Gliomas are devastating central nervous tumors that are associated with an immunosuppressive
network impacting the tumor microenvironment, bone marrow and the peripheral blood
compartments. The development of novel biomarkers of cancer immunity have not kept pace with
breakthroughs in our understanding of cancer-associated inflammation and its relationship with
abnormal hematopoiesis and the production of myeloid related suppressor cells (MDSC). This gap in
our understanding is a recognized high priority in the new era of cancer immunotherapy. The Cancer
Moonshot blue ribbon panel recommended as a key actionable goal “to develop approaches to
overcome an obstructive, immune-suppressive tumor environment in both children and adults”. Our
project addresses this important goal by developing and testing a highly innovative approach for
measuring immunosuppression in glioma patients. In Aim 1 we will augment our validated epigenetic
bioinformatic approach for leukocyte profiles to include both granulocytic and monocytic MDSCs. We
use specific DNA methylation changes as quantitative markers of immune cell types. In Aim 2 we will
then assess the predictive value of methylation generated immune profiles (CD4, CD8, T-cells, B-
cells, NK, monocytes, neutrophils, gMDSC, mMDSC) in glioma patient progression and survival.
Patients will be carefully selected from the UCSF Adult Glioma Study to represent key molecular
genetic subtypes of glioma using three diagnostic gene mutations (IDH, TERT, 1p19q deletion).
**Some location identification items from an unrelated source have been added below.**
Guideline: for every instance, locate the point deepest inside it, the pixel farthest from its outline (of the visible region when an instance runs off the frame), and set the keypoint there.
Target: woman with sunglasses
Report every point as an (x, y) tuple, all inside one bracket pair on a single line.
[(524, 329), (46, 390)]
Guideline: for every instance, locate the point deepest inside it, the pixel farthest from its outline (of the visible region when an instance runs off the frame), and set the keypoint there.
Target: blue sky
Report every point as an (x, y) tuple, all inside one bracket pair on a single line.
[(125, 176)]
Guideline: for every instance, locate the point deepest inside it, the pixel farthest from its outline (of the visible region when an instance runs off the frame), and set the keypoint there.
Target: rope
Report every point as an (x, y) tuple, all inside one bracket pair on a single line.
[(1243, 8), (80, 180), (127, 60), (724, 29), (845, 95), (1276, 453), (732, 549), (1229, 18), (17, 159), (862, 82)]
We
then will validate the blood immune profiles in an independent population of glioma patients from the
Mayo Clinic. We will also augment Aim 2 by oversampling an uncommon and poorly understood
subset of glioma patients whose tumors do not contain any of the three cardinal mutations (i.e. triple
negative glioma). To explore the relationship of blood and tumor immune profiles we will apply
genome wide methylation assay to tumors in Aim 3 from patients with matched blood samples from
UCSF. We will then replicate tumor blood correlations within the Mayo Clinic patient population. This
comprehensive program will develop new tools to characterize the destructive immune suppression in
glioma patients. Our epigenetic immune approach is highly flexible and cost effective and will provide
a major advance for evaluating immune factors in glioma treatment and outcomes.